Let’s get the concessions out of the way first.
Yes, the environment is good, and should be preserved. To that end, environmentalists have every right to sound the alarm when it comes to ecological threats, real or perceived. And yes, our beloved game consoles suck up quite a bit of power.
But this new report from the Natural Resources Defense Council, innocuously titled "Lowering the Cost of Play" but spun by the group’s PR into the more venomous "New Report: Video Games are Energy Drains," is disgraceful in method and message. The money stat here is that the country’s video game consoles eat up roughly as much energy per year as the city of San Diego. Unfortunately, this claim relies on pure conjecture, and the implication is backed by otherwise shoddy pretenses.

The linchpin assumption is that 50 percent of America’s video game consoles are left on when they’re not in use. In the actual study the NRDC freely admits they found no surveys, polls or statistics to back this wildly speculative claim. They don’t tell you that in the press release. "While we are unaware of any user data revealing the percentage of users who turn off their consoles after use, we have found anecdotally that many users leave their consoles on all the time," the study says.

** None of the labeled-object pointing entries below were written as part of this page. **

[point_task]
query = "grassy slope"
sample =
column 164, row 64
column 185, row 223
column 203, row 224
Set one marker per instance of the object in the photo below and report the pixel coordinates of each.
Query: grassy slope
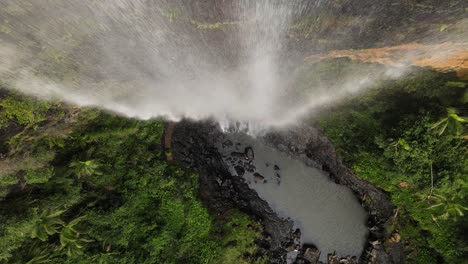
column 105, row 179
column 387, row 137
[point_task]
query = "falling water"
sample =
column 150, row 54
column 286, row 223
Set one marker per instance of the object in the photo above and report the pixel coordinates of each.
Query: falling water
column 227, row 60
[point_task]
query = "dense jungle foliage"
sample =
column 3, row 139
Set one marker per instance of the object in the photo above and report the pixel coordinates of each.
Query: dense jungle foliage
column 408, row 137
column 84, row 186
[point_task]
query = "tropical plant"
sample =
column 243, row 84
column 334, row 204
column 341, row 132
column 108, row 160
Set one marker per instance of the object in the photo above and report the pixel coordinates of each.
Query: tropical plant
column 49, row 223
column 452, row 123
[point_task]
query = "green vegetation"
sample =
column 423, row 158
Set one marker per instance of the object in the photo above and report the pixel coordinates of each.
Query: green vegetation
column 408, row 137
column 83, row 186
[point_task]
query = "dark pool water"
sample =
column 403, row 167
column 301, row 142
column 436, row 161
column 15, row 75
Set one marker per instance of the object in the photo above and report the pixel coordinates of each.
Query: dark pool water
column 328, row 214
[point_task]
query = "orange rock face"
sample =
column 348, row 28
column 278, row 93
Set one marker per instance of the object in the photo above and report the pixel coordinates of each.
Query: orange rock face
column 445, row 57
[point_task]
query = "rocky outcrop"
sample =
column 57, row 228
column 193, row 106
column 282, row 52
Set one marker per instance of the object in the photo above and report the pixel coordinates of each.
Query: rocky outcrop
column 194, row 144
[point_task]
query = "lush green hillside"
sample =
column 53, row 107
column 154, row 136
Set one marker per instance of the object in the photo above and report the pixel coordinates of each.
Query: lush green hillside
column 408, row 137
column 83, row 186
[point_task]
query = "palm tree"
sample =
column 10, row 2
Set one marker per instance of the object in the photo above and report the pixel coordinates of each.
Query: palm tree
column 452, row 123
column 49, row 223
column 71, row 238
column 85, row 168
column 448, row 207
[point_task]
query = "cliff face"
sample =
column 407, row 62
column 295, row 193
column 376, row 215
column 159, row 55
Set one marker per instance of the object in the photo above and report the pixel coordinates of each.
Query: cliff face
column 444, row 57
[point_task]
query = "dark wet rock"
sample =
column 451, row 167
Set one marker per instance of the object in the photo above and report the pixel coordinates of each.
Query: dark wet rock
column 239, row 170
column 297, row 233
column 258, row 177
column 237, row 155
column 250, row 168
column 249, row 154
column 303, row 143
column 314, row 149
column 311, row 255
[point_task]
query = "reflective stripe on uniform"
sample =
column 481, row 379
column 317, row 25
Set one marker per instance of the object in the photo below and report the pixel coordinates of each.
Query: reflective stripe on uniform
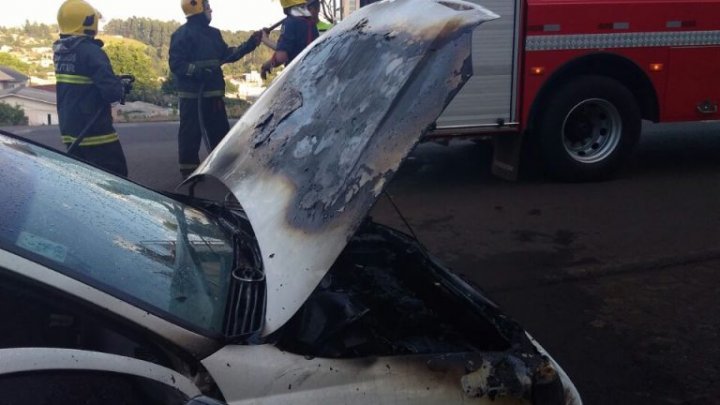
column 206, row 94
column 199, row 64
column 72, row 79
column 621, row 40
column 92, row 140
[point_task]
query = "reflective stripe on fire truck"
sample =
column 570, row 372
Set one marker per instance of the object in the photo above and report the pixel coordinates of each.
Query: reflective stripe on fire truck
column 620, row 40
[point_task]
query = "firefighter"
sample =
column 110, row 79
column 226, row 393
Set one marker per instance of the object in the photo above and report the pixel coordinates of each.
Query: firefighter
column 298, row 31
column 86, row 88
column 197, row 51
column 314, row 9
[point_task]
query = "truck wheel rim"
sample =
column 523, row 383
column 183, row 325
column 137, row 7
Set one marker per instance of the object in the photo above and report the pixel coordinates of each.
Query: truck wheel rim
column 591, row 130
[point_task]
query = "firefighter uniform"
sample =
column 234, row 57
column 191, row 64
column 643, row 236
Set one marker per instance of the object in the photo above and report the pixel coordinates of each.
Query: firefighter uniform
column 86, row 86
column 298, row 31
column 296, row 34
column 197, row 51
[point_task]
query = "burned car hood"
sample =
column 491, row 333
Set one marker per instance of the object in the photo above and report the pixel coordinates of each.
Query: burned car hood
column 310, row 157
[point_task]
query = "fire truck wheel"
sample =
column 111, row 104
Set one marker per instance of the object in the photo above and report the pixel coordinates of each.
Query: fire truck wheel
column 588, row 129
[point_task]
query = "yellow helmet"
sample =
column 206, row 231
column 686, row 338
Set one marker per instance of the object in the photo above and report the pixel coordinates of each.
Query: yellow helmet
column 77, row 17
column 192, row 7
column 291, row 3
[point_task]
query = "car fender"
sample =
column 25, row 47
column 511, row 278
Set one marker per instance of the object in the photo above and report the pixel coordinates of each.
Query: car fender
column 32, row 359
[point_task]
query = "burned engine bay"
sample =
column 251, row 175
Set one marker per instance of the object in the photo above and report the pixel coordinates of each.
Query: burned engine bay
column 385, row 296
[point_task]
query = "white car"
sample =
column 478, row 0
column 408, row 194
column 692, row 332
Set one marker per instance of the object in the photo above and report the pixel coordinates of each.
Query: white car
column 261, row 280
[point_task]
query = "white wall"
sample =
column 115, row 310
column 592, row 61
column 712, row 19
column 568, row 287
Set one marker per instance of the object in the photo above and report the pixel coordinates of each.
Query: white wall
column 36, row 111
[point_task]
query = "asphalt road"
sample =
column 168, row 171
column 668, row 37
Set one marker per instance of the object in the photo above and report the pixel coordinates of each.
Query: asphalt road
column 619, row 280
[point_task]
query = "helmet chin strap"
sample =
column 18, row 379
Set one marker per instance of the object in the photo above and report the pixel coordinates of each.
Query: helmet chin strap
column 300, row 11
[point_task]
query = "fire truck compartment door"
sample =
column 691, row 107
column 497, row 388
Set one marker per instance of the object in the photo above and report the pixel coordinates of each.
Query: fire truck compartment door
column 693, row 87
column 489, row 94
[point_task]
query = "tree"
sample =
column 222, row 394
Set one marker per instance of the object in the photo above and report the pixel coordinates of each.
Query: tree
column 12, row 115
column 131, row 57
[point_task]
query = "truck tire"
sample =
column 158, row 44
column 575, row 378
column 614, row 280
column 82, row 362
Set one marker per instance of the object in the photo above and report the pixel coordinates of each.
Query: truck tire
column 587, row 129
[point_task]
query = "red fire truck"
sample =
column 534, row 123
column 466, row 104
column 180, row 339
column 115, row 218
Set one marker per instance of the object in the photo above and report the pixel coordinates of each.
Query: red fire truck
column 573, row 79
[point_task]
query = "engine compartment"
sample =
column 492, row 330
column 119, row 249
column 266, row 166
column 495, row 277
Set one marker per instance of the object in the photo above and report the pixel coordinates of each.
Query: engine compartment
column 386, row 296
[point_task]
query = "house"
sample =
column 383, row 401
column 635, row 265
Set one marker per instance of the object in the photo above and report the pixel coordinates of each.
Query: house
column 40, row 105
column 11, row 78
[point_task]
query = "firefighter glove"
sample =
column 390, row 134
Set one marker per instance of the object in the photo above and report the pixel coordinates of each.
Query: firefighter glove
column 204, row 74
column 266, row 68
column 255, row 38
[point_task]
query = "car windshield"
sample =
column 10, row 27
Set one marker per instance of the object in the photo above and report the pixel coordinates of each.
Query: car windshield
column 157, row 253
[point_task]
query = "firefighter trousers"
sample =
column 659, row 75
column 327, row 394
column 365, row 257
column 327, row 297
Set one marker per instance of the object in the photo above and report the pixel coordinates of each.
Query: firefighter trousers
column 190, row 135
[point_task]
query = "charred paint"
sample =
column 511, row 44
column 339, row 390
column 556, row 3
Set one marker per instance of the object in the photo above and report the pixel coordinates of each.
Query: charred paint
column 310, row 157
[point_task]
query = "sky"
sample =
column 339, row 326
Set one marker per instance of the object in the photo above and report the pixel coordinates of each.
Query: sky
column 230, row 15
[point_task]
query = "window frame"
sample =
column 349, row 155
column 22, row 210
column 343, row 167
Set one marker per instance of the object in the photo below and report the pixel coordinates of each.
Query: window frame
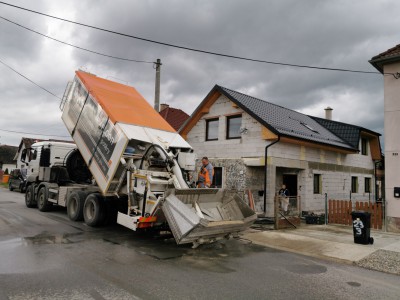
column 367, row 184
column 317, row 190
column 228, row 118
column 208, row 121
column 364, row 146
column 354, row 184
column 218, row 171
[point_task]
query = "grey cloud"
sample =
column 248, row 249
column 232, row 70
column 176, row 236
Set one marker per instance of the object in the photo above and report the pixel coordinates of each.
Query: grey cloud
column 339, row 34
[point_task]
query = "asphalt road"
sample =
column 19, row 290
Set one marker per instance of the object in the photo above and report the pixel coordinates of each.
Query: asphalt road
column 47, row 256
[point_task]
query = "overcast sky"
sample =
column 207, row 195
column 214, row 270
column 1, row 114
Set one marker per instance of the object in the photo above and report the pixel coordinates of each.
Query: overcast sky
column 335, row 34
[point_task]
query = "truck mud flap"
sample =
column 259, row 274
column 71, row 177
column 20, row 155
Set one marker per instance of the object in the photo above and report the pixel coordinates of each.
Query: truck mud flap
column 204, row 215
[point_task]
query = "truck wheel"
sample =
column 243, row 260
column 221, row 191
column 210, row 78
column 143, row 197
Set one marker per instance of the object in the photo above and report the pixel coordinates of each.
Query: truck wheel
column 75, row 204
column 30, row 197
column 93, row 210
column 22, row 188
column 42, row 200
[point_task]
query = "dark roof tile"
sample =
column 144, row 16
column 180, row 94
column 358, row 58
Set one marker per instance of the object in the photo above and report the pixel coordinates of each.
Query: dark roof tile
column 286, row 122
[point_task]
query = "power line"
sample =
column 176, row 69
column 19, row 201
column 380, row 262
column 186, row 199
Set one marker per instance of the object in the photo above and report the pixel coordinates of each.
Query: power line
column 32, row 133
column 78, row 47
column 194, row 49
column 39, row 86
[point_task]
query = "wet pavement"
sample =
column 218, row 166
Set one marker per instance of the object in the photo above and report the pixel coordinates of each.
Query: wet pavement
column 47, row 256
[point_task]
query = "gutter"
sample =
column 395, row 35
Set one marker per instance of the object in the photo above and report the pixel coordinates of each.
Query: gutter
column 265, row 172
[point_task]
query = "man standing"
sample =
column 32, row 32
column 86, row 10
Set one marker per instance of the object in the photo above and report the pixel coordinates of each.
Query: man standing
column 206, row 174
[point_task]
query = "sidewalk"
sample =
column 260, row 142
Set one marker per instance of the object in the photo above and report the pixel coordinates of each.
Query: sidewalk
column 334, row 242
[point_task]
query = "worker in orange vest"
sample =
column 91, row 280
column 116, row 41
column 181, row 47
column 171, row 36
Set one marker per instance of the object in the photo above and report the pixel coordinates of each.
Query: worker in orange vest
column 206, row 174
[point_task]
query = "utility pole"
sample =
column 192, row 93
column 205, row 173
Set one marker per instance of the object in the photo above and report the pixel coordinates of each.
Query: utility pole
column 157, row 94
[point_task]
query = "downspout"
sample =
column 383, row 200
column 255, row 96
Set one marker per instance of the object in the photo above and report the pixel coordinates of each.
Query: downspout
column 265, row 172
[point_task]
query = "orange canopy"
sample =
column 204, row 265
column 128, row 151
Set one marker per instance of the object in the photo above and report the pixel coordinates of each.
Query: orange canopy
column 123, row 103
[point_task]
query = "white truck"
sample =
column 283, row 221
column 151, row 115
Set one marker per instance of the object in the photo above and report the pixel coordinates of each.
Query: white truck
column 131, row 164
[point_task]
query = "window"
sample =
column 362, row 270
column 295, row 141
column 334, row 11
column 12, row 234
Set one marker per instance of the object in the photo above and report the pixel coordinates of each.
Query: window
column 354, row 184
column 367, row 185
column 317, row 184
column 364, row 146
column 212, row 129
column 233, row 124
column 217, row 179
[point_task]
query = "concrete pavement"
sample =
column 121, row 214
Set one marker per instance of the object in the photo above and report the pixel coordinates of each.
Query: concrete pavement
column 334, row 242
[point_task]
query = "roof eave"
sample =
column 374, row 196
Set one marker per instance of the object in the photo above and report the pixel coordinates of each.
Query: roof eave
column 350, row 149
column 380, row 62
column 250, row 112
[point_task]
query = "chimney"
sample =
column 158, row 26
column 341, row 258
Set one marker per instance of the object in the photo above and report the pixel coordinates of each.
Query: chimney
column 163, row 106
column 328, row 113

Excuse me? Anecdotally, my Xbox 360 gets turned off after play because it’s loud -- itself a clue that my utility bill will skyrocket if I don’t power down. Anecdotally, the study has already been ripped apart for this very assumption. More perplexing is how the NRDC cites Nielsen survey findings that console owners who account for 75 percent of total playing time shut down their systems after 5 hours and 45 minutes, and that’s only on the days they play. The 50 percent estimate seems to conflict with those survey results.